Mastermind was back up against the football this week, and avoided the puns about it being a bit Adrian Chile out. It was also against Children in Need, so didn't need to wheel out quite such big guns. Nevertheless, the quality of specialist play surprised us.

  • Russell Clements (Novels of Jonathan Coe) scored on "The Rotters Club", and on a satnav system that is taking on a mind of its own. At least it doesn't remind us to call the vet. The only player to pass in the opening round scored 9 (3); his general knowledge round was a little less fruitful, finishing with 16 (8).
  • Andrew Craig (Military Aircraft of World War One) got to use terms we wouldn't normally hear before the watershed, like "Fokker". 11 (0) is enhanced by knowledge of Sherlock Holmes' brother and former question-setter for Brain of Britain; it's not enhanced by knowledge of the Calder valley, a lovely part of the world with wonderful people.
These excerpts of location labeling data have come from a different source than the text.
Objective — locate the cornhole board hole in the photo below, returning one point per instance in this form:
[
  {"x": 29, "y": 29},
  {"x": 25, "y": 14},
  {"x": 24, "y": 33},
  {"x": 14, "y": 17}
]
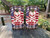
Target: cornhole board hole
[
  {"x": 17, "y": 17},
  {"x": 32, "y": 14}
]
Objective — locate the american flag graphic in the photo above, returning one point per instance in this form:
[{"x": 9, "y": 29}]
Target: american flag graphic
[
  {"x": 17, "y": 18},
  {"x": 31, "y": 18}
]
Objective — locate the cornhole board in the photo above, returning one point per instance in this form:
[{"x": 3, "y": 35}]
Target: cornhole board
[
  {"x": 32, "y": 14},
  {"x": 17, "y": 17}
]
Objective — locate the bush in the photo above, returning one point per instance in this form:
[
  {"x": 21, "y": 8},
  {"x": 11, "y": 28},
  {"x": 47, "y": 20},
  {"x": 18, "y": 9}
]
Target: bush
[{"x": 44, "y": 24}]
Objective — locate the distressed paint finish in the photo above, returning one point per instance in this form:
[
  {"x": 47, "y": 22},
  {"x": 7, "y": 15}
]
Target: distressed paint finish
[
  {"x": 31, "y": 17},
  {"x": 17, "y": 18}
]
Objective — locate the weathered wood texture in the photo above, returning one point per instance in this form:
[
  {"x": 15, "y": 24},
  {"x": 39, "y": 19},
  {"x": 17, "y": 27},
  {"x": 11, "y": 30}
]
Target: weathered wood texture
[
  {"x": 6, "y": 3},
  {"x": 7, "y": 32}
]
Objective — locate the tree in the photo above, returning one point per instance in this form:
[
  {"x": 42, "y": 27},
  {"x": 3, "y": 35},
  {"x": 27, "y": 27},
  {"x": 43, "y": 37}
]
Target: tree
[{"x": 48, "y": 7}]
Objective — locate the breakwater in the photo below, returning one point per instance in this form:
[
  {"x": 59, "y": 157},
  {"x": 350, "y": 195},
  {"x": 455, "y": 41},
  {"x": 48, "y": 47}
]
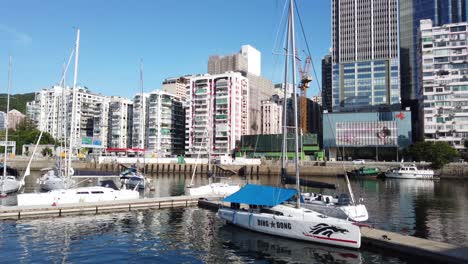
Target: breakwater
[{"x": 268, "y": 168}]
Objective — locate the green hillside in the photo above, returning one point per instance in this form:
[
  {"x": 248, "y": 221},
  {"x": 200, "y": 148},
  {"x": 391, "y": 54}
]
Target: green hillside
[{"x": 17, "y": 101}]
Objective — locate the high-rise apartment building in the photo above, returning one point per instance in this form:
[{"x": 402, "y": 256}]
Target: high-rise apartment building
[
  {"x": 52, "y": 110},
  {"x": 445, "y": 82},
  {"x": 327, "y": 83},
  {"x": 217, "y": 113},
  {"x": 365, "y": 61},
  {"x": 410, "y": 14},
  {"x": 165, "y": 128},
  {"x": 176, "y": 86},
  {"x": 247, "y": 62},
  {"x": 140, "y": 103},
  {"x": 120, "y": 122},
  {"x": 272, "y": 116}
]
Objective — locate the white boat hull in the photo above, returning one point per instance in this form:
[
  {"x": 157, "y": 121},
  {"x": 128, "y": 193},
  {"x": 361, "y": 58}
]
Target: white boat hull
[
  {"x": 311, "y": 227},
  {"x": 9, "y": 185},
  {"x": 356, "y": 213},
  {"x": 222, "y": 189},
  {"x": 76, "y": 196}
]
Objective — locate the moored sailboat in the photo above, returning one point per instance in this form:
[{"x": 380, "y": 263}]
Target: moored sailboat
[
  {"x": 278, "y": 211},
  {"x": 74, "y": 195}
]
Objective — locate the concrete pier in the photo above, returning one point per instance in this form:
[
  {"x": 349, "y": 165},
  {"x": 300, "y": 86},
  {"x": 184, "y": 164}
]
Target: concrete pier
[
  {"x": 396, "y": 243},
  {"x": 22, "y": 212}
]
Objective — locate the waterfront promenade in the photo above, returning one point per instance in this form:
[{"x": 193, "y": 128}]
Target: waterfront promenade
[{"x": 267, "y": 167}]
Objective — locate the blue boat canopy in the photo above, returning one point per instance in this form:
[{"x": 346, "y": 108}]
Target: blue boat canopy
[{"x": 261, "y": 195}]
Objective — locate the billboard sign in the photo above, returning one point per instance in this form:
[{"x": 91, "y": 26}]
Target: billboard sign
[{"x": 366, "y": 133}]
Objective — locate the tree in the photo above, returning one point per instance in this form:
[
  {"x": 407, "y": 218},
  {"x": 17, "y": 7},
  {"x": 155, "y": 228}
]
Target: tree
[
  {"x": 438, "y": 153},
  {"x": 46, "y": 152}
]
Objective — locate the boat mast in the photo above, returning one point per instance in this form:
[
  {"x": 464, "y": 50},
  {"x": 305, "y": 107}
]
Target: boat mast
[
  {"x": 6, "y": 122},
  {"x": 73, "y": 122},
  {"x": 285, "y": 104},
  {"x": 142, "y": 137},
  {"x": 296, "y": 135}
]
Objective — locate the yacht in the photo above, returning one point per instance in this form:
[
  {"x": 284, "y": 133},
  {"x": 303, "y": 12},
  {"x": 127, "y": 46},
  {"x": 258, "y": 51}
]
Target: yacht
[
  {"x": 109, "y": 192},
  {"x": 279, "y": 211},
  {"x": 409, "y": 171}
]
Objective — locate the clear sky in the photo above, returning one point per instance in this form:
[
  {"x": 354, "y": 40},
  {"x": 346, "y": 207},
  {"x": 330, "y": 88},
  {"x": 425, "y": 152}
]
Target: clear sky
[{"x": 174, "y": 37}]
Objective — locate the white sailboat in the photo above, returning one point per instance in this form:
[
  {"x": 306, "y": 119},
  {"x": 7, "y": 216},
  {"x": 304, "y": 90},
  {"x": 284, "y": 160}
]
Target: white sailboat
[
  {"x": 212, "y": 188},
  {"x": 269, "y": 210},
  {"x": 56, "y": 178},
  {"x": 409, "y": 171},
  {"x": 75, "y": 195},
  {"x": 8, "y": 181}
]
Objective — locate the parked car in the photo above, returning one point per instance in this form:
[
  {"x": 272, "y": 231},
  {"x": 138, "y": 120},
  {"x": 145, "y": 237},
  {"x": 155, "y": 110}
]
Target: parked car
[{"x": 360, "y": 161}]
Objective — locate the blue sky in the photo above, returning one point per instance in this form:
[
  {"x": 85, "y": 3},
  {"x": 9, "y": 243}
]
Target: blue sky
[{"x": 173, "y": 38}]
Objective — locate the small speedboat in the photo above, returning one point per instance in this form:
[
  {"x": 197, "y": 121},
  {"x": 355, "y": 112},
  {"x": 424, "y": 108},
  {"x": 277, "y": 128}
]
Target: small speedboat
[
  {"x": 9, "y": 183},
  {"x": 107, "y": 192},
  {"x": 410, "y": 171}
]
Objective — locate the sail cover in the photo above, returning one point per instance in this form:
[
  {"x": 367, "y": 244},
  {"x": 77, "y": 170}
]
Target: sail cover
[
  {"x": 261, "y": 195},
  {"x": 286, "y": 179}
]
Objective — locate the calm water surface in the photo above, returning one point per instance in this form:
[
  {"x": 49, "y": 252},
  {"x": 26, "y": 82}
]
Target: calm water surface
[{"x": 431, "y": 209}]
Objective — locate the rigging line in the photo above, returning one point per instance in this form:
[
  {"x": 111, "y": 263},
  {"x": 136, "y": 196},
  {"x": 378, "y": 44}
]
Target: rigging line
[
  {"x": 279, "y": 27},
  {"x": 315, "y": 73}
]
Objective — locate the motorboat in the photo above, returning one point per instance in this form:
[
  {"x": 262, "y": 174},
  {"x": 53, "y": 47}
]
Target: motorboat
[
  {"x": 409, "y": 171},
  {"x": 54, "y": 179},
  {"x": 270, "y": 212},
  {"x": 104, "y": 193},
  {"x": 9, "y": 181},
  {"x": 217, "y": 188},
  {"x": 132, "y": 178}
]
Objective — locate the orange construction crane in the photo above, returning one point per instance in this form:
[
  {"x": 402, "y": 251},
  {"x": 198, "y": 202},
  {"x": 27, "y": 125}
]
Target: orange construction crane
[{"x": 304, "y": 84}]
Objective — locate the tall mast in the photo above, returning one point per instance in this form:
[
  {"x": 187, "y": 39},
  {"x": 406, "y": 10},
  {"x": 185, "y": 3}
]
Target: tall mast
[
  {"x": 296, "y": 134},
  {"x": 6, "y": 121},
  {"x": 73, "y": 121},
  {"x": 285, "y": 105}
]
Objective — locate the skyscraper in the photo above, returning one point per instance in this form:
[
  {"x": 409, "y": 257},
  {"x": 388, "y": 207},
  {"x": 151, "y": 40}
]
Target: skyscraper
[
  {"x": 411, "y": 12},
  {"x": 365, "y": 62},
  {"x": 326, "y": 83},
  {"x": 248, "y": 62}
]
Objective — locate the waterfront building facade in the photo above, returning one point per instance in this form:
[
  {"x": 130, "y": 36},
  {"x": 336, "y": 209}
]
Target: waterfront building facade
[
  {"x": 177, "y": 86},
  {"x": 52, "y": 110},
  {"x": 372, "y": 135},
  {"x": 411, "y": 13},
  {"x": 248, "y": 62},
  {"x": 365, "y": 57},
  {"x": 140, "y": 103},
  {"x": 327, "y": 83},
  {"x": 120, "y": 122},
  {"x": 272, "y": 116},
  {"x": 217, "y": 113},
  {"x": 445, "y": 82},
  {"x": 165, "y": 127}
]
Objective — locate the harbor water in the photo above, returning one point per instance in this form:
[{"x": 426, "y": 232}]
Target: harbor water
[{"x": 429, "y": 209}]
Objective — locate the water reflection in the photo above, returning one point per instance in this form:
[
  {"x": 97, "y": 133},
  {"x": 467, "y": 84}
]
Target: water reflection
[{"x": 430, "y": 209}]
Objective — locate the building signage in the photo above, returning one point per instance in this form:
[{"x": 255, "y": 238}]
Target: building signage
[{"x": 366, "y": 133}]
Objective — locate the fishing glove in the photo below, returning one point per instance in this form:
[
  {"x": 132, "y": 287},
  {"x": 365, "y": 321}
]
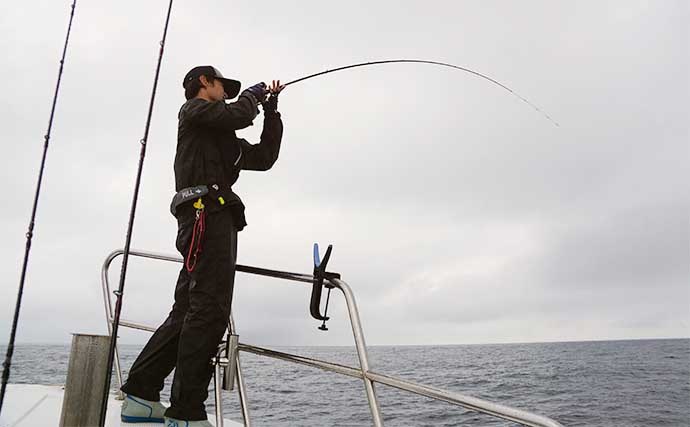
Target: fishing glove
[
  {"x": 271, "y": 104},
  {"x": 259, "y": 91}
]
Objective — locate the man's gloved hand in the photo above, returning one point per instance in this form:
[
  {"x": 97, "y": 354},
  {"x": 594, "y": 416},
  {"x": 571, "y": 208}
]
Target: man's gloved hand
[
  {"x": 271, "y": 104},
  {"x": 259, "y": 91}
]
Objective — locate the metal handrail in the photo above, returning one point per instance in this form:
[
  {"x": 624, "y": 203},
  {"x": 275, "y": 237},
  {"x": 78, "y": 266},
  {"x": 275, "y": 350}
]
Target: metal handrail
[{"x": 363, "y": 372}]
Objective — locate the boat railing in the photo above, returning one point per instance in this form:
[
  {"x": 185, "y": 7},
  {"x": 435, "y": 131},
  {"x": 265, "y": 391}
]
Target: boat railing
[{"x": 362, "y": 372}]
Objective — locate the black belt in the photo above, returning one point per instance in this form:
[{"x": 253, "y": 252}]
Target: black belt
[{"x": 187, "y": 195}]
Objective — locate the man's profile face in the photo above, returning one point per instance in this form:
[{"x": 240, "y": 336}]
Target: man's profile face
[{"x": 214, "y": 89}]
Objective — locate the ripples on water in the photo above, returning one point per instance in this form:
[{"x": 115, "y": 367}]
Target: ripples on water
[{"x": 603, "y": 383}]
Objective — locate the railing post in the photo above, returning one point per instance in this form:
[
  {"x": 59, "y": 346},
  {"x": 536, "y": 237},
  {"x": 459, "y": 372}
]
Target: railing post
[{"x": 361, "y": 350}]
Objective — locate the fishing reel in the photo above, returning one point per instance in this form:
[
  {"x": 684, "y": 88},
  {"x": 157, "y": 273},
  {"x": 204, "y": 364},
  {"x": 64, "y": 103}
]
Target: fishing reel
[{"x": 320, "y": 274}]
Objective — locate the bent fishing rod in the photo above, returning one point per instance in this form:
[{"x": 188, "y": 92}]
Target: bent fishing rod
[
  {"x": 422, "y": 61},
  {"x": 30, "y": 232},
  {"x": 120, "y": 292}
]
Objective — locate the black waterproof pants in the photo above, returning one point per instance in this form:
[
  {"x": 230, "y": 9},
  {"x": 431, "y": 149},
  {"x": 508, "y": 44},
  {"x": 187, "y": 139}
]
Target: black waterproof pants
[{"x": 189, "y": 337}]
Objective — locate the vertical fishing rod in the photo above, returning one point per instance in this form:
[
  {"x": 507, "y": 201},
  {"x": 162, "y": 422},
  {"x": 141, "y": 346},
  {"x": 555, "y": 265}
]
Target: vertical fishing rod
[
  {"x": 29, "y": 234},
  {"x": 125, "y": 256}
]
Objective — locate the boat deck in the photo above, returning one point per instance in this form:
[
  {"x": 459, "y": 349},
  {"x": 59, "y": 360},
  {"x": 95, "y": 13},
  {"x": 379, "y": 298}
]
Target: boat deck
[{"x": 30, "y": 405}]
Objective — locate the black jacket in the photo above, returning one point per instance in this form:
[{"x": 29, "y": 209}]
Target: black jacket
[{"x": 208, "y": 150}]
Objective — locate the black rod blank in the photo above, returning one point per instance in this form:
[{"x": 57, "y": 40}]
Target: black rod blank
[
  {"x": 30, "y": 233},
  {"x": 125, "y": 256}
]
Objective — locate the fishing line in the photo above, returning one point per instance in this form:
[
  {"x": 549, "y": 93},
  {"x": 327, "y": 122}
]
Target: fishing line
[
  {"x": 125, "y": 256},
  {"x": 30, "y": 233},
  {"x": 421, "y": 61}
]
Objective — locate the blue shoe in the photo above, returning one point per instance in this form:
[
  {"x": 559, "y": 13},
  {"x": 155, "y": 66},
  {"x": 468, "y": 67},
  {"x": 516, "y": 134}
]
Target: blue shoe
[
  {"x": 137, "y": 410},
  {"x": 172, "y": 422}
]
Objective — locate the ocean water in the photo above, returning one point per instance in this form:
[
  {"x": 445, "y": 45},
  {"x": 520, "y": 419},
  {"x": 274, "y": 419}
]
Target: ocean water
[{"x": 597, "y": 383}]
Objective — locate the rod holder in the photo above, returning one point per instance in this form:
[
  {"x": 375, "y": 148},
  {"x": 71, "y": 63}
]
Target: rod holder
[{"x": 230, "y": 368}]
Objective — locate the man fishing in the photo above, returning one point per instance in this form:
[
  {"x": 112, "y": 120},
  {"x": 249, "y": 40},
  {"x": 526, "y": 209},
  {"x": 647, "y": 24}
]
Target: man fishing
[{"x": 209, "y": 214}]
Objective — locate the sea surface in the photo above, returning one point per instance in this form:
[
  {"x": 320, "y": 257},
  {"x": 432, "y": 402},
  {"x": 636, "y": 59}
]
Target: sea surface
[{"x": 594, "y": 383}]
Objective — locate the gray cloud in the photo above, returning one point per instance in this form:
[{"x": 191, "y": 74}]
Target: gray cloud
[{"x": 458, "y": 213}]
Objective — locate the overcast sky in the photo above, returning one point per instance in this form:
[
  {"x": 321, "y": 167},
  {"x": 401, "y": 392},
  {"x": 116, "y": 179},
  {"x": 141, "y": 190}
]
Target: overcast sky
[{"x": 458, "y": 214}]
A few other questions slip, and then some more, but a good recovery sees him finish on 25 (0). And no passes.
  • John Abernethy (The Pogues) answered questions about the "Fiesta" hitmakers, and was surprised to find his guess that Ade Edmondson had directed the song's video. 12 (0) is followed by a pass on a very early question; the contender also goes on to confuse Top Gear with Robot Wars. An easy mistake, they were both cancelled and turned up on that retirement home for discarded formats, Channel 5. Another round that falls away towards the end, closing on 21 (5).
  • James Lockwood (Sir Edward Carson) won no points for turning up in a very smart suit and tie, and many points for answering questions about the Irish solicitor. 12 (0). In his first question, the contender is handed a P45, and he quickly gives a pass, then confuses Katie Price with Kate Moss. One is a model of clothes with a dubious celebrity boyfriend, the other is a model of no clothes with a dubious celebrity boyfriend. Glad we've cleared that up. Back at the game, the contender has picked up a bit of speed, and takes a guess at the final question. He's right, and after reading out the list of passes, Humpo confirms he finished on 25 (5).

So Andrew Craig's no-pass policy has won the day. He'll be back in the next round, next year. No Mastermind next week, we're all going to be treated to the traditional Welsh Friday night: a live game of rugby.

BARB ratings for the week to 3 November tell us that Strictly Come Dancing remained number one, 11.1m saw the performances on Saturday. The X Factor brought 7.9m for its results show, figures that must be causing some consternation at X Fac HQ. HIGNFY continues to pull in great figures on Friday, 5.15m this week. With the Bake Off baked off, University Challenge resumes its place at the top of BBC2's rankings with a usual 3.1m; Bake Off had 2.75m in repeats, and there were 2.4m for Strictly on Two. UC is roughly level with The Chase – 3.15m for a weekday edition, 3.05m for the celebrity version.

Elsewhere, Celebrity Juice storms past 2m with its Hallowe'en special – a good night for ITV2, as Release the Hounds dragged 575,000 straight afterwards. Come Dine on Channel 4 had 1.6m (525,000 on More4), Only Connect on BBC4 pulled 900,000, and there were 470,000 for Swashbuckle on Cbeebies. Concerned faces in west London, as SKY's UK Living channel has yet another flop on its hands: ultra-expensive modelling show The Face has just 185,000 viewers, and is being easily eclipsed by Masterchef Australia on Watch (300,000).

If it's mid-November, it must be time for Ant and Dec to cut the ribbon and declare I'm a Celebrity open (ITV, 9pm Sunday). That's assuming play isn't cancelled due to hail. Earlier on Sunday, the Challenge channel shows off what it won in the Tat Raffle (British Par 3 Championship, UK's Strongest Man), and we're interested to see that Bear Grylls has an imported show on Discovery, Get Out Alive (9pm Monday). More on that story later. It's another chance to see the Dr Who Pointless special next Saturday, while The Chase has Vic Reeves, Michael Buerk, and BGT finalist Francine Lewis.